I also object to Congressional override of DC legislation (perhaps in situations other than where the functioning of the federal government would be adversely affected). Just like I object to the inability of the 500,000+ voting residents of DC having no vote for members of Congress, either the House or the Senate.
I understand this latter problem as a constitutional problem, a fault of our basic constitution, written at a time when there were no residents in DC (there was no DC then), and I believe it to be a constitutional problem that needs to be resolved.
The fact that any member of Congress believes that we DC residents don’t deserve a voice in our legislature is astounding, and against all of our stated principles of democratic and republican government. We would never suggest that any other country disenfranchise a portion of their adult population. This is, after all, one of the reasons the colonies determined to leave the British empire.

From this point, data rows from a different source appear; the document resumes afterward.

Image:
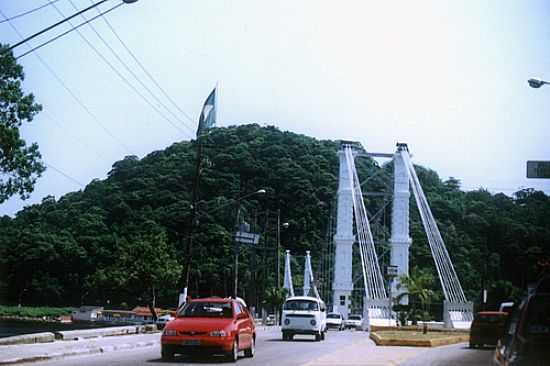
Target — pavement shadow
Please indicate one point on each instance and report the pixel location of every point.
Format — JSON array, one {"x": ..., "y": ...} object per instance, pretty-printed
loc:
[
  {"x": 196, "y": 359},
  {"x": 294, "y": 340}
]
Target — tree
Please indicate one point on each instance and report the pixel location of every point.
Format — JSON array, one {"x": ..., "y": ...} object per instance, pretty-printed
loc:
[
  {"x": 20, "y": 164},
  {"x": 417, "y": 286}
]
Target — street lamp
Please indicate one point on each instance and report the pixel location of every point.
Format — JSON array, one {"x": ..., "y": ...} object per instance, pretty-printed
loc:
[
  {"x": 537, "y": 83},
  {"x": 237, "y": 242},
  {"x": 284, "y": 225}
]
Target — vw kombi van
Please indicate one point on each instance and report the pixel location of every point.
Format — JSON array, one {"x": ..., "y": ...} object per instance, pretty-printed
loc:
[{"x": 304, "y": 315}]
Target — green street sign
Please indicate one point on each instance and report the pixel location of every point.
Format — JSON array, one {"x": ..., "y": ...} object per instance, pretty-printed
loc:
[{"x": 538, "y": 169}]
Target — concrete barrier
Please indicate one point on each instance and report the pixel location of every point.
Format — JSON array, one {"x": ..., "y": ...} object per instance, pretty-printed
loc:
[
  {"x": 28, "y": 338},
  {"x": 70, "y": 335}
]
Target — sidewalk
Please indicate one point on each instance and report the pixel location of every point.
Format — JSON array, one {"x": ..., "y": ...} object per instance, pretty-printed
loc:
[
  {"x": 44, "y": 351},
  {"x": 366, "y": 353}
]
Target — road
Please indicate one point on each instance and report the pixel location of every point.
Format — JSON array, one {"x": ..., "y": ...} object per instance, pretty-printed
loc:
[{"x": 342, "y": 348}]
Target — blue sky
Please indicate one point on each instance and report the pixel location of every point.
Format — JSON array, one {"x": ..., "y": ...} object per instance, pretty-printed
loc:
[{"x": 449, "y": 78}]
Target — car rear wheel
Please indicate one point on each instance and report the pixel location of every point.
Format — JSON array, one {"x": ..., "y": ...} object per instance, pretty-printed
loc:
[
  {"x": 233, "y": 356},
  {"x": 167, "y": 354},
  {"x": 250, "y": 351}
]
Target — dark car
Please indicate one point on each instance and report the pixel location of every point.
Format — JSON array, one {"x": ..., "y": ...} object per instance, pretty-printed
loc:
[
  {"x": 487, "y": 328},
  {"x": 526, "y": 340}
]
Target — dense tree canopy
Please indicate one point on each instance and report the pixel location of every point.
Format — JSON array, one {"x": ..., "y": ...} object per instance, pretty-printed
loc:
[
  {"x": 122, "y": 239},
  {"x": 20, "y": 164}
]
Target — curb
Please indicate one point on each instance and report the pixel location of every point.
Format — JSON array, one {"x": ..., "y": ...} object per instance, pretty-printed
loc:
[
  {"x": 78, "y": 352},
  {"x": 436, "y": 342}
]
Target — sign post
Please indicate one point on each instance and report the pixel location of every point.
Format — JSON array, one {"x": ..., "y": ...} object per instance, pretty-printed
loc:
[{"x": 538, "y": 169}]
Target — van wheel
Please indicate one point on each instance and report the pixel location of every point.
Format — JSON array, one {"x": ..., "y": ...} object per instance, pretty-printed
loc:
[{"x": 250, "y": 351}]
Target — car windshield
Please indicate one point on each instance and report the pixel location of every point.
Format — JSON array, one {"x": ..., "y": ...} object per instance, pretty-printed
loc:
[
  {"x": 201, "y": 309},
  {"x": 538, "y": 317},
  {"x": 307, "y": 305}
]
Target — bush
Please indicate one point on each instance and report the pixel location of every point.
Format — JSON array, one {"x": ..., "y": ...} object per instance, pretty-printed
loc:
[{"x": 34, "y": 312}]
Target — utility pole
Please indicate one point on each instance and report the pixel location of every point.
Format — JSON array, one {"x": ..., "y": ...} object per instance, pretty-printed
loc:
[
  {"x": 278, "y": 274},
  {"x": 237, "y": 243}
]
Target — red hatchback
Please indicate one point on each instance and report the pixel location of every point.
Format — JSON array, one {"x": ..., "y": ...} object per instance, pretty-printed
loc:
[{"x": 211, "y": 325}]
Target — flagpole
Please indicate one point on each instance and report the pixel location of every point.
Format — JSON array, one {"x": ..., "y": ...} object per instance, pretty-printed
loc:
[{"x": 216, "y": 103}]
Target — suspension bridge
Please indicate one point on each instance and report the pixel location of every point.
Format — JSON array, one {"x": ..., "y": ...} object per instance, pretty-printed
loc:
[{"x": 354, "y": 229}]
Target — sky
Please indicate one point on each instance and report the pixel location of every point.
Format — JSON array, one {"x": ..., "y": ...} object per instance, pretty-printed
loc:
[{"x": 449, "y": 78}]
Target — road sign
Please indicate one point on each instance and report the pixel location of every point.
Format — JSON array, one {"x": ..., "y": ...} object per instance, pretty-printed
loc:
[
  {"x": 538, "y": 169},
  {"x": 247, "y": 238}
]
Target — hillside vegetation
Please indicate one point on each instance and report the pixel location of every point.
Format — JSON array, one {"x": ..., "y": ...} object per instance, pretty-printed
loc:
[{"x": 122, "y": 239}]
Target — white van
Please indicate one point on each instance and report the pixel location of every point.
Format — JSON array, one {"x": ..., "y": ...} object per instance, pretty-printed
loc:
[{"x": 304, "y": 315}]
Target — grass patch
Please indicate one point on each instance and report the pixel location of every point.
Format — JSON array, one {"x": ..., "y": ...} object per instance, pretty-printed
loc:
[{"x": 34, "y": 312}]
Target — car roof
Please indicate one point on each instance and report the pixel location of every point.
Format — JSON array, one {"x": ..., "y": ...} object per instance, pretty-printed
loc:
[{"x": 211, "y": 299}]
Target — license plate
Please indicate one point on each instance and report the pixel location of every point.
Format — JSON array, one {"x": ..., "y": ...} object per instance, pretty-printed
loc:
[{"x": 192, "y": 342}]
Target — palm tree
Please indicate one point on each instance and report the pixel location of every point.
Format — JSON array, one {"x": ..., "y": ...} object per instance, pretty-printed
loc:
[{"x": 417, "y": 286}]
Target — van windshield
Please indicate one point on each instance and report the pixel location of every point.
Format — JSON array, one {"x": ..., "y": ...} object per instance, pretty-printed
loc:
[{"x": 307, "y": 305}]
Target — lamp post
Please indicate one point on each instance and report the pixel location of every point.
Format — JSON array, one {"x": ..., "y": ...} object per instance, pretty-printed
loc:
[
  {"x": 537, "y": 83},
  {"x": 237, "y": 241},
  {"x": 285, "y": 225}
]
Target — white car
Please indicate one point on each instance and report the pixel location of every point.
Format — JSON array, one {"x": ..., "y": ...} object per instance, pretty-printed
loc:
[
  {"x": 335, "y": 320},
  {"x": 304, "y": 315},
  {"x": 163, "y": 320},
  {"x": 354, "y": 322}
]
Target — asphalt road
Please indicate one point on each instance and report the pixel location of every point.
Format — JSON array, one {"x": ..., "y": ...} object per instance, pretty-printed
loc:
[{"x": 342, "y": 348}]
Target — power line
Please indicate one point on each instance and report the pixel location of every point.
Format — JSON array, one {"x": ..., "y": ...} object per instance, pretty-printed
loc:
[
  {"x": 27, "y": 12},
  {"x": 71, "y": 93},
  {"x": 25, "y": 40},
  {"x": 122, "y": 77},
  {"x": 157, "y": 99},
  {"x": 145, "y": 70},
  {"x": 66, "y": 32},
  {"x": 64, "y": 174}
]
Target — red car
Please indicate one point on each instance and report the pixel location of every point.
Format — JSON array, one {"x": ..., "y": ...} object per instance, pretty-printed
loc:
[{"x": 211, "y": 325}]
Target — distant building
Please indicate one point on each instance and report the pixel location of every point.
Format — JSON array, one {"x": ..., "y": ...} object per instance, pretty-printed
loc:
[
  {"x": 143, "y": 314},
  {"x": 118, "y": 316},
  {"x": 87, "y": 313}
]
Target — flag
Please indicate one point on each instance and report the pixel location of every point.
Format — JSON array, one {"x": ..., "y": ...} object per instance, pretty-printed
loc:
[{"x": 208, "y": 114}]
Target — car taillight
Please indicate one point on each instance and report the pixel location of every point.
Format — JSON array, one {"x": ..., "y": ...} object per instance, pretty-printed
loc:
[
  {"x": 169, "y": 332},
  {"x": 218, "y": 333}
]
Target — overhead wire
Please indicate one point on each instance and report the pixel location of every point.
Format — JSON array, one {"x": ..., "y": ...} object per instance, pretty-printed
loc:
[
  {"x": 144, "y": 69},
  {"x": 130, "y": 71},
  {"x": 73, "y": 28},
  {"x": 122, "y": 77},
  {"x": 26, "y": 12},
  {"x": 64, "y": 174},
  {"x": 71, "y": 93}
]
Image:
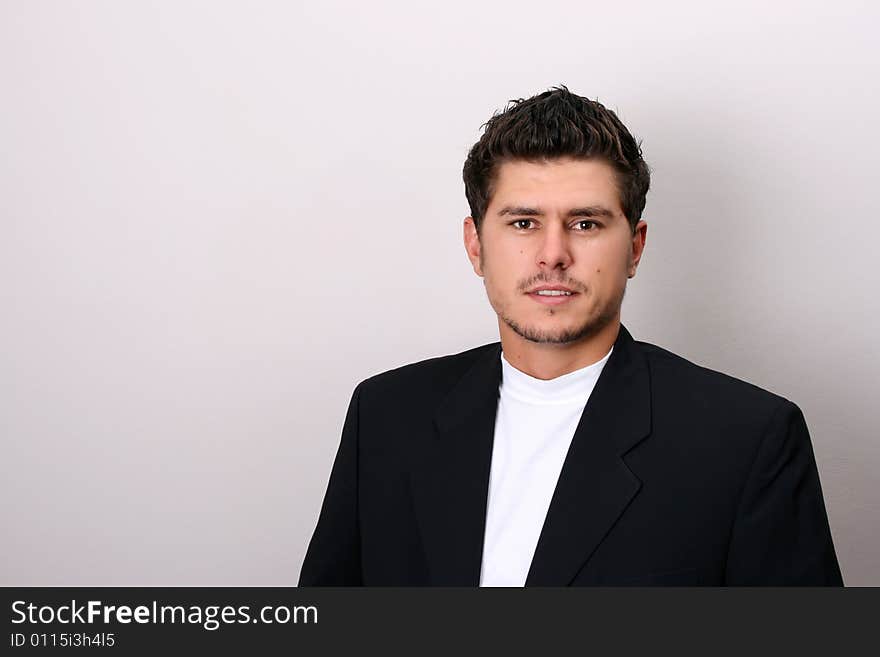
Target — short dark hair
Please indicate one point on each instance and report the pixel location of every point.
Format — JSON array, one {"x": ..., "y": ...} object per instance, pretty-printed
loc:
[{"x": 556, "y": 123}]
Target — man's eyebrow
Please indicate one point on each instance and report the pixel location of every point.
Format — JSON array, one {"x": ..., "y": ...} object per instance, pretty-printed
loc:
[{"x": 588, "y": 211}]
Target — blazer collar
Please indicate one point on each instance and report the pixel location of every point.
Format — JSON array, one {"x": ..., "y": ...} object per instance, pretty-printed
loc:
[{"x": 450, "y": 481}]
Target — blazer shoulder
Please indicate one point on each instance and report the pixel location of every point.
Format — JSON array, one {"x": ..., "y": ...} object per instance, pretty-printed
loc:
[
  {"x": 438, "y": 373},
  {"x": 684, "y": 377}
]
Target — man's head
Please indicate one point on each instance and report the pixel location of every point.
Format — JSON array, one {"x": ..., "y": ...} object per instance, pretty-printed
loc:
[{"x": 556, "y": 187}]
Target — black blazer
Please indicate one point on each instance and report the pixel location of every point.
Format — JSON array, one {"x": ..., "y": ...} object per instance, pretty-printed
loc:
[{"x": 676, "y": 475}]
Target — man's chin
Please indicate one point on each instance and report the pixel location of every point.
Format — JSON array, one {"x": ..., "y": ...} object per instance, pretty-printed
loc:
[{"x": 553, "y": 334}]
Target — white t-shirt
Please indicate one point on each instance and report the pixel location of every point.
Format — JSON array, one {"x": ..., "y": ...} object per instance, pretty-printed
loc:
[{"x": 534, "y": 425}]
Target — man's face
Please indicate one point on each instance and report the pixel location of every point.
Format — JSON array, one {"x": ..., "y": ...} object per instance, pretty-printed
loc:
[{"x": 555, "y": 223}]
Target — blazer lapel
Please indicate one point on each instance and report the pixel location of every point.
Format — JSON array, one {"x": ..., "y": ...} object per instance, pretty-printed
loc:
[
  {"x": 595, "y": 485},
  {"x": 451, "y": 481}
]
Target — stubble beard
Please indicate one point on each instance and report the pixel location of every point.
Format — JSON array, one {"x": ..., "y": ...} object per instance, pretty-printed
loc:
[{"x": 591, "y": 326}]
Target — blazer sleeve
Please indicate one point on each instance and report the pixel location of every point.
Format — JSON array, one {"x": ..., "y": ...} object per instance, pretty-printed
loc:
[
  {"x": 333, "y": 557},
  {"x": 781, "y": 535}
]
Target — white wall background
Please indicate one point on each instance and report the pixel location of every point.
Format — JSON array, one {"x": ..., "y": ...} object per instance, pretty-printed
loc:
[{"x": 218, "y": 217}]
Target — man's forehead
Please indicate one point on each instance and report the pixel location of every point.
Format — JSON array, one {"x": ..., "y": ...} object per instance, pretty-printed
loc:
[{"x": 564, "y": 185}]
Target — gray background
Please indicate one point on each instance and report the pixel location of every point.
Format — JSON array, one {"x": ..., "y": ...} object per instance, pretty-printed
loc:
[{"x": 218, "y": 217}]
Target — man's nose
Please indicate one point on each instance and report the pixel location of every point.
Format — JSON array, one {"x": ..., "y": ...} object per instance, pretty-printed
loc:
[{"x": 555, "y": 249}]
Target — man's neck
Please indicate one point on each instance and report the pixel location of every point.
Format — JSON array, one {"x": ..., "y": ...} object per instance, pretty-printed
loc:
[{"x": 548, "y": 361}]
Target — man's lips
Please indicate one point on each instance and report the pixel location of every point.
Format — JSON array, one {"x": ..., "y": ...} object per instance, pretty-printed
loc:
[{"x": 552, "y": 300}]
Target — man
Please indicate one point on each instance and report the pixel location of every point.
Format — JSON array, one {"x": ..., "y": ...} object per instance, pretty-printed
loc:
[{"x": 568, "y": 453}]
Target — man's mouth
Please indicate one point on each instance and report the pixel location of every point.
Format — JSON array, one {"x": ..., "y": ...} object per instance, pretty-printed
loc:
[{"x": 551, "y": 297}]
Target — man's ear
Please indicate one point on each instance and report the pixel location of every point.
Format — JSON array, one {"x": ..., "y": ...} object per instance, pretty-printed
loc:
[
  {"x": 472, "y": 245},
  {"x": 637, "y": 247}
]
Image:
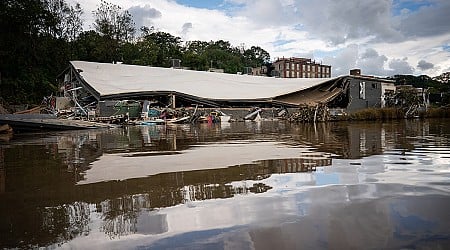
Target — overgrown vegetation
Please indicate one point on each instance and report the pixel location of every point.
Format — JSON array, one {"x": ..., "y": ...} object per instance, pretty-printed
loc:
[{"x": 39, "y": 37}]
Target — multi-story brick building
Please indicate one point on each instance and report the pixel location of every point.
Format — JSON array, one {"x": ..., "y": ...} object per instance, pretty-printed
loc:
[{"x": 295, "y": 67}]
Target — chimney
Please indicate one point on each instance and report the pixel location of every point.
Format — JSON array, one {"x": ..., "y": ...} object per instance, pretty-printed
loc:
[{"x": 355, "y": 72}]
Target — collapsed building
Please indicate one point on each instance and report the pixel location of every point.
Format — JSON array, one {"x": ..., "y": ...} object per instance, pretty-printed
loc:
[{"x": 94, "y": 89}]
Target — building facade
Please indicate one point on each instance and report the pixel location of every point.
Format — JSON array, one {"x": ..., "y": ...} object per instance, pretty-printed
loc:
[
  {"x": 368, "y": 91},
  {"x": 295, "y": 67}
]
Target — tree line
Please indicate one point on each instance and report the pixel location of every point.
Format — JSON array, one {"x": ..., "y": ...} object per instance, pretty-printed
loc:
[{"x": 39, "y": 37}]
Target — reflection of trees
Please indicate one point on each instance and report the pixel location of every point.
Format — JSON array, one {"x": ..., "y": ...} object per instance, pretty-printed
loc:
[{"x": 120, "y": 215}]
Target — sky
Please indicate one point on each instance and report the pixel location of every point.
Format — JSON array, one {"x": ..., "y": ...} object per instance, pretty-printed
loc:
[{"x": 381, "y": 37}]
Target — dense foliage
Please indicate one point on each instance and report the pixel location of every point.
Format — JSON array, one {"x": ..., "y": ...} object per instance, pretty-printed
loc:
[{"x": 39, "y": 38}]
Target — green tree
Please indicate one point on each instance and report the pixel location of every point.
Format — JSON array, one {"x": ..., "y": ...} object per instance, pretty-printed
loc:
[{"x": 158, "y": 48}]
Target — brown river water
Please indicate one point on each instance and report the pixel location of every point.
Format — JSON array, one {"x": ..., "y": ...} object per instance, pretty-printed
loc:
[{"x": 252, "y": 185}]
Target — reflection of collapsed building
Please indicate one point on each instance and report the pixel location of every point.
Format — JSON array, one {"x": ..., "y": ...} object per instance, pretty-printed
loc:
[{"x": 99, "y": 86}]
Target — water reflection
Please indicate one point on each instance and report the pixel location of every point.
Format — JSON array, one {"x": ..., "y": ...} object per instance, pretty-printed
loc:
[{"x": 161, "y": 181}]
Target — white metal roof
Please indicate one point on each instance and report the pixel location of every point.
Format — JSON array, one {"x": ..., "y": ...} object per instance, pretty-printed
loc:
[{"x": 116, "y": 79}]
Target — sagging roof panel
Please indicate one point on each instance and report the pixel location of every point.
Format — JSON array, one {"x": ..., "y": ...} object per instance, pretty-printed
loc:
[{"x": 121, "y": 79}]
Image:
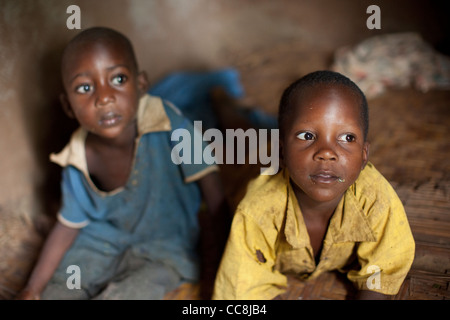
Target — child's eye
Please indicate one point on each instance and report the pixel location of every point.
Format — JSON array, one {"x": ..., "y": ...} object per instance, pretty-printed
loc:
[
  {"x": 306, "y": 136},
  {"x": 347, "y": 138},
  {"x": 119, "y": 79},
  {"x": 84, "y": 88}
]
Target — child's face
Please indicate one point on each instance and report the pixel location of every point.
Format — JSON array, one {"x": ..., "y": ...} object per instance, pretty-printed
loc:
[
  {"x": 323, "y": 146},
  {"x": 102, "y": 88}
]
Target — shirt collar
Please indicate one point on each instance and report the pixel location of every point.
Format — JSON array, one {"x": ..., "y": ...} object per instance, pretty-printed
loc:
[
  {"x": 348, "y": 223},
  {"x": 151, "y": 117}
]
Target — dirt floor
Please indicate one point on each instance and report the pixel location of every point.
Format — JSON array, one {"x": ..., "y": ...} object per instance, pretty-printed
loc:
[{"x": 409, "y": 133}]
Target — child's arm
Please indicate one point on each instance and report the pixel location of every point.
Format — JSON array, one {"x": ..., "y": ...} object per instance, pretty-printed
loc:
[
  {"x": 55, "y": 246},
  {"x": 215, "y": 224},
  {"x": 247, "y": 270}
]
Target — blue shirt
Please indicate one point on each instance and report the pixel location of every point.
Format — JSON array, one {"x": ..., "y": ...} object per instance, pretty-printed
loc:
[{"x": 155, "y": 213}]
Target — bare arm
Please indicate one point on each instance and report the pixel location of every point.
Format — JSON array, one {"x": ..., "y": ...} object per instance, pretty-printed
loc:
[
  {"x": 55, "y": 246},
  {"x": 215, "y": 225}
]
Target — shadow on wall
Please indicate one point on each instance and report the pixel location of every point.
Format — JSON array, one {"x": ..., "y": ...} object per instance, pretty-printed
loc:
[{"x": 48, "y": 127}]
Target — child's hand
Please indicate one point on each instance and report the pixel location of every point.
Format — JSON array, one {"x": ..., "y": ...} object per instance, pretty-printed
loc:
[{"x": 27, "y": 294}]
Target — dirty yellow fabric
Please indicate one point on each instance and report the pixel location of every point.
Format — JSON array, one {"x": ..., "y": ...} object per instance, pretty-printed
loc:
[{"x": 269, "y": 239}]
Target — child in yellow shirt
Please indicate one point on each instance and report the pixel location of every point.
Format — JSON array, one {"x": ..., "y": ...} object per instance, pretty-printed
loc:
[{"x": 325, "y": 210}]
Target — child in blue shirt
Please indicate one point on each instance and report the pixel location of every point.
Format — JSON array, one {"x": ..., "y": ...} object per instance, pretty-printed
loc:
[{"x": 128, "y": 222}]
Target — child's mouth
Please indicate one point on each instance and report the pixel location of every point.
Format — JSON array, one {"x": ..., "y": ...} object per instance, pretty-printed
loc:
[
  {"x": 109, "y": 119},
  {"x": 326, "y": 178}
]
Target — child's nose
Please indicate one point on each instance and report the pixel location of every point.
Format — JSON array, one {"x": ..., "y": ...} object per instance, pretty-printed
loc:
[
  {"x": 325, "y": 152},
  {"x": 105, "y": 95}
]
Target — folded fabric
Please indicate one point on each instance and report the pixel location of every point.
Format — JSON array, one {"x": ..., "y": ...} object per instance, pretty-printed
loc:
[
  {"x": 190, "y": 92},
  {"x": 393, "y": 60}
]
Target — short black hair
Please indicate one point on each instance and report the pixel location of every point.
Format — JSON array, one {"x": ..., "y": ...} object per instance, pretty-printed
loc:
[
  {"x": 316, "y": 78},
  {"x": 98, "y": 34}
]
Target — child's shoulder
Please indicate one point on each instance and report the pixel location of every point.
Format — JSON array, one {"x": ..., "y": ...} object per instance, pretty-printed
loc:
[{"x": 374, "y": 192}]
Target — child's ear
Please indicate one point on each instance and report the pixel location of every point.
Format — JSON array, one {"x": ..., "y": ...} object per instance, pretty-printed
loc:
[
  {"x": 66, "y": 105},
  {"x": 143, "y": 83},
  {"x": 365, "y": 154}
]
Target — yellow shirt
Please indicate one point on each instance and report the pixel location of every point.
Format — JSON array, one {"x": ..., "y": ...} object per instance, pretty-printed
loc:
[{"x": 269, "y": 239}]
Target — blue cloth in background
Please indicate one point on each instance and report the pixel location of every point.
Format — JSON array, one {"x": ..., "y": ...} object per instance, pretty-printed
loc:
[{"x": 190, "y": 92}]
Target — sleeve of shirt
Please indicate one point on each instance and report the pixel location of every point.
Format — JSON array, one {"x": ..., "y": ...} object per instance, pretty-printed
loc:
[
  {"x": 189, "y": 149},
  {"x": 72, "y": 214},
  {"x": 386, "y": 261},
  {"x": 247, "y": 267}
]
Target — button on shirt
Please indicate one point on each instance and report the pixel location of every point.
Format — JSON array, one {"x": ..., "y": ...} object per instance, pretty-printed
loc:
[
  {"x": 155, "y": 213},
  {"x": 269, "y": 239}
]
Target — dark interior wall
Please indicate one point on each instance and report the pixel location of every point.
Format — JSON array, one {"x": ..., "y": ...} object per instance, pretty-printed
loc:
[{"x": 168, "y": 35}]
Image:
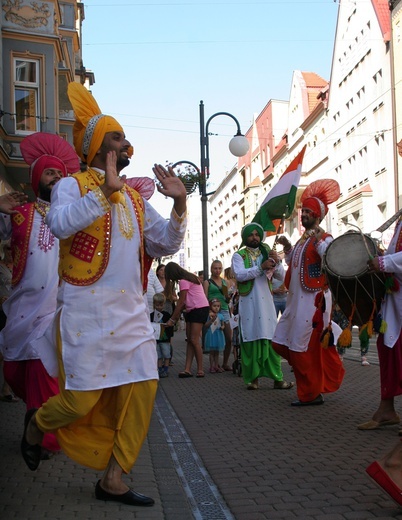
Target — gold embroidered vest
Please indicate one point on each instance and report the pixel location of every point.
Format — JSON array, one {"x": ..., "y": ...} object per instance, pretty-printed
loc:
[{"x": 85, "y": 255}]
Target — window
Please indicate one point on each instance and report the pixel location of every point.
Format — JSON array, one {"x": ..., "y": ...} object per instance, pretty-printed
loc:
[{"x": 26, "y": 95}]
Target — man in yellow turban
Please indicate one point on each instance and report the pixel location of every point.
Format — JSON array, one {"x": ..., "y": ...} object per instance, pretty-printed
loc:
[{"x": 106, "y": 353}]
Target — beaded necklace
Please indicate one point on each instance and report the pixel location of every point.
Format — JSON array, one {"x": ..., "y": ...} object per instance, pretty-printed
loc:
[{"x": 123, "y": 213}]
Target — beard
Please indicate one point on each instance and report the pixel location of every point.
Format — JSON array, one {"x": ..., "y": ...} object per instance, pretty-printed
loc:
[
  {"x": 45, "y": 191},
  {"x": 122, "y": 162}
]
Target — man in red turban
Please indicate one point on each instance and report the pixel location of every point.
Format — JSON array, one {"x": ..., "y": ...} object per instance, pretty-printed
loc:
[
  {"x": 317, "y": 370},
  {"x": 35, "y": 254}
]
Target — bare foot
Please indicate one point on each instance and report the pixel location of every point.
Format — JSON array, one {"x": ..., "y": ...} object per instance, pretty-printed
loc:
[{"x": 33, "y": 434}]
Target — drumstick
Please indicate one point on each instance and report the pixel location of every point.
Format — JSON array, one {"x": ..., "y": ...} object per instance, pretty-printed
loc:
[{"x": 389, "y": 222}]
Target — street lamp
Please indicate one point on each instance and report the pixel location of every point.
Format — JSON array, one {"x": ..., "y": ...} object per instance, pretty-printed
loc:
[{"x": 238, "y": 146}]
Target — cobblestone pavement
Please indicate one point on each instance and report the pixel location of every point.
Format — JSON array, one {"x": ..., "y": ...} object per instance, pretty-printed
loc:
[{"x": 217, "y": 451}]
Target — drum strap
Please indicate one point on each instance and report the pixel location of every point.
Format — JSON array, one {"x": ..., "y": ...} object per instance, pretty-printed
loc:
[{"x": 389, "y": 222}]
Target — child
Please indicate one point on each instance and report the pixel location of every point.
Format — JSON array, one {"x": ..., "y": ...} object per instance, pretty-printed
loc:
[
  {"x": 234, "y": 310},
  {"x": 166, "y": 333},
  {"x": 214, "y": 339}
]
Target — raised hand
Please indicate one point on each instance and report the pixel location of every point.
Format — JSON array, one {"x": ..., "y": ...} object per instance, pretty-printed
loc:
[{"x": 171, "y": 186}]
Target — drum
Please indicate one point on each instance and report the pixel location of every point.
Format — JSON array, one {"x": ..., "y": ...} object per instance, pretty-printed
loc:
[{"x": 352, "y": 286}]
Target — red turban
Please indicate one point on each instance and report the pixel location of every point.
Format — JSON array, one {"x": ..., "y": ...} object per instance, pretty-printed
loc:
[
  {"x": 43, "y": 150},
  {"x": 318, "y": 208}
]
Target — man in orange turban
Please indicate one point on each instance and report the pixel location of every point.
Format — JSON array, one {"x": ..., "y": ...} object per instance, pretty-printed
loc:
[
  {"x": 107, "y": 363},
  {"x": 317, "y": 370}
]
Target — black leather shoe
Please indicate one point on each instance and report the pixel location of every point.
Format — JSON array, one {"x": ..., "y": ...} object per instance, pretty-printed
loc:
[
  {"x": 130, "y": 498},
  {"x": 31, "y": 453},
  {"x": 318, "y": 400}
]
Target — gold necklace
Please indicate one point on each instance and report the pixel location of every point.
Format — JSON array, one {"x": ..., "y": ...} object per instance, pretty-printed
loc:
[
  {"x": 46, "y": 239},
  {"x": 254, "y": 253}
]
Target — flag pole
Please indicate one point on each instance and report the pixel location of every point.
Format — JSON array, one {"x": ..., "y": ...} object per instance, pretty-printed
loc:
[{"x": 279, "y": 231}]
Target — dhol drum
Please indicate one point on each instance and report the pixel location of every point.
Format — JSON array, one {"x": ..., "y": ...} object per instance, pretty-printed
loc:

Giving the Congress the right to override local DC legislation adds salt to the wound. Particularly where, as in this case, the decision to override was pressed by one particular Congressman, and presumably would otherwise have not have been suggested.
I can’t say that the marijuana decision was a partisan decision – I don’t know, and we never will. But the decision to keep DC from having legislative representation is clearly a partisan decision – Republicans do not want more Democratic representation from the highly Democratic district. I believe making this decision on this basis is shameful.
I am of course not the first to say all of this. But no one seems to care. This is partisanship at its worst. Period.